The workhorse of the Monte Carlo Simulation which you will run is an Sim object. To instantiate this object, you need to pass it two things: the number of random cases ncases which you want to run with, and a dict fcns of the handles for three functions which you need to create: preprocess, run, and postprocess. The processing functions will be explained in more detail in a moment. You can also choose a random sampling method, explained here.

Once you have your Sim object, you need to generate the randomized values which your run function will use. To do this, use the Sim.addInVar() method to generate InVar objects. This method takes in the handle to any of SciPy’s continuous or discrete probability distributions, as well as the required arguments for that probability distribution. See info for some common distributions here. It then randomly draws ncases different numbers from that distribution, and assigns them to InVal objects. The raw value is stored in InVal.num. Optionally if nonnumeric random inputs are desired, the method can also take in a nummap dictionary which maps the randomly drawn integers to values of other types, stored in InVal.val.

Once all input variables have been added, the sim can be run with Sim.runSim(). The first thing that this does is generate ncases number of Case objects. Each of these objects stores the n’th value of each of the input variables. A repeatably random seed for each case is also generated for use by your run function, if you use additional randomness inside your function that needs seeding.

Your function will now be run for all the individual cases via the call chain shown below. This should give some light into what the three functions you passed to Sim are doing. preprocess needs to take in an Case object, extract its random values, and package that along with any other data into the structure that run expects for its input arguments. The run function then executes on those inputs arguments and returns its outputs. The postprocess function then needs to take in the original case as well as those outputs. Within that function, you will need to perform any postprocessing you wish to do, and choose what data to log out by calling Case.addOutVal(val) on those values. The outputs of preproccess and run both need to be packaged into tuples for unpacking later.

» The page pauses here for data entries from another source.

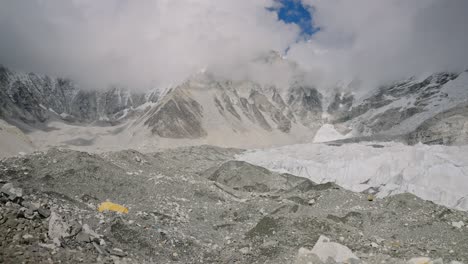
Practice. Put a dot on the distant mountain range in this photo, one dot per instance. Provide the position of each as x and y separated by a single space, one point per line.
431 110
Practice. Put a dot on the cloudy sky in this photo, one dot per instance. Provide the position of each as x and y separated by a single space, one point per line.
149 43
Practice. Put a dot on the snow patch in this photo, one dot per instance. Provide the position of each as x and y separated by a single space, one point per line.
435 173
328 133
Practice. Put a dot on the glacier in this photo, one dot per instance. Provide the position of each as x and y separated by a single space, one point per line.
432 172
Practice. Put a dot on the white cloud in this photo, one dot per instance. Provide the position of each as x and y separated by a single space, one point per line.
138 43
379 41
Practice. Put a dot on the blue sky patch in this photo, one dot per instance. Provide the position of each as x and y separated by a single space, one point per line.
293 11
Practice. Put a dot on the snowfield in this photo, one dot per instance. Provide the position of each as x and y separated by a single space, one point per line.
435 173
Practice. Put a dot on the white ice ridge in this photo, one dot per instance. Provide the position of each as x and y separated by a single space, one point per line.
435 173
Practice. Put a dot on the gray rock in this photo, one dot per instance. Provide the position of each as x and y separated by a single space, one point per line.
11 191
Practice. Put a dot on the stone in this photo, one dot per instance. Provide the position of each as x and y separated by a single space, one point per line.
305 256
83 237
117 252
11 191
421 260
459 224
244 250
44 212
58 228
325 249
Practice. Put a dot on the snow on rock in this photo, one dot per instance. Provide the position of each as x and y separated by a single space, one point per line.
325 249
436 173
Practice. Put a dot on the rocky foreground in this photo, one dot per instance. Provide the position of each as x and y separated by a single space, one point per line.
199 205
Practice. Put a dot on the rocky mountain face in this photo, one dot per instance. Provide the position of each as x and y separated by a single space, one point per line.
431 110
204 104
32 98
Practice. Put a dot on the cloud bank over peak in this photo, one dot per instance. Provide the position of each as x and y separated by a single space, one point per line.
380 41
154 43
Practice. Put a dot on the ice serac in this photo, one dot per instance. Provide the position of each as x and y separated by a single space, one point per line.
430 110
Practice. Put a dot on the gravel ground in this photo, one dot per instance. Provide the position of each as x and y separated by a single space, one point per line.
196 205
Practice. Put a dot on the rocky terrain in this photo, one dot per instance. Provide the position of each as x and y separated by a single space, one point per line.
199 205
208 109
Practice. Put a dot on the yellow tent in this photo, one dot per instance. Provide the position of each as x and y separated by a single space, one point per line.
108 206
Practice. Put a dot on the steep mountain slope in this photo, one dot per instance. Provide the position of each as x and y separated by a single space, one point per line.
206 107
32 98
431 110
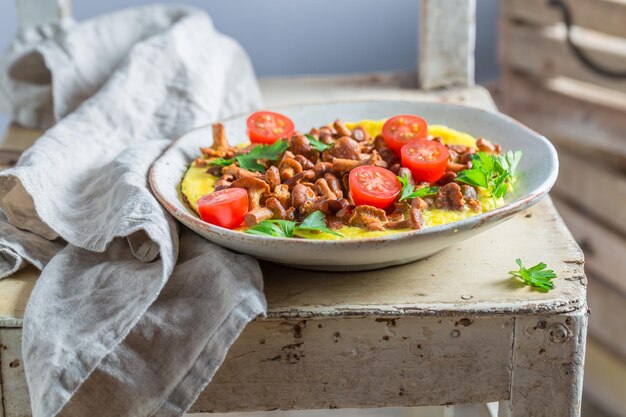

postprocess( case, *run( *preprocess( case ) ) )

# Or equivalently to unpack this:

siminput = (siminput1, siminput2, ...) = preprocess(case)
simrawoutput = (simrawoutput1, simrawoutput2, ...) = run(*siminput) = run(siminput1, siminput2, ...)
postprocess(case, *simrawoutput) = postprocess(case, simrawoutput1, simrawoutput2, ...)

A progress bar in the terminal will show the progress as the results for all cases are calculated. After it is complete, all the output values will be compiled into OutVar objects, and you can now interrogate the combined results. Several things which you might want to do are built in:

  1. Calculate statistics on the ensemble of input or output values, via the Var.addVarStat method. By default, these statistics are bootstrapped to calculate a 95% confidence interval.

  2. Plot the ensemble of results for a value, either on its own or against other values. The plot function intelligently chooses how to plot the variables you pass it, whether that data are singular values, timeseries, or 2D/3D vectors. Histograms, cumulative density plots, 2D/3D scatter plots, and 2D/3D line plots are manually callable for more fine grained control. Specific cases can be highlighted, and the statistics calculated in (1) above can be added to the plots as well.

  3. Calculate correlations between input and output variables. This shows the linear sensitivity of the output variables to the change in input variables, and can also be plotted.

See the examples folder on github for some examples you can step through or use as templates. Some details and several more features here have been passed over, and this documentation will be fleshed out in the future. Of note, saving and loading results to file, ‘median’ cases, running on remote servers, using order statistics, and additional plotting options will need to be explained.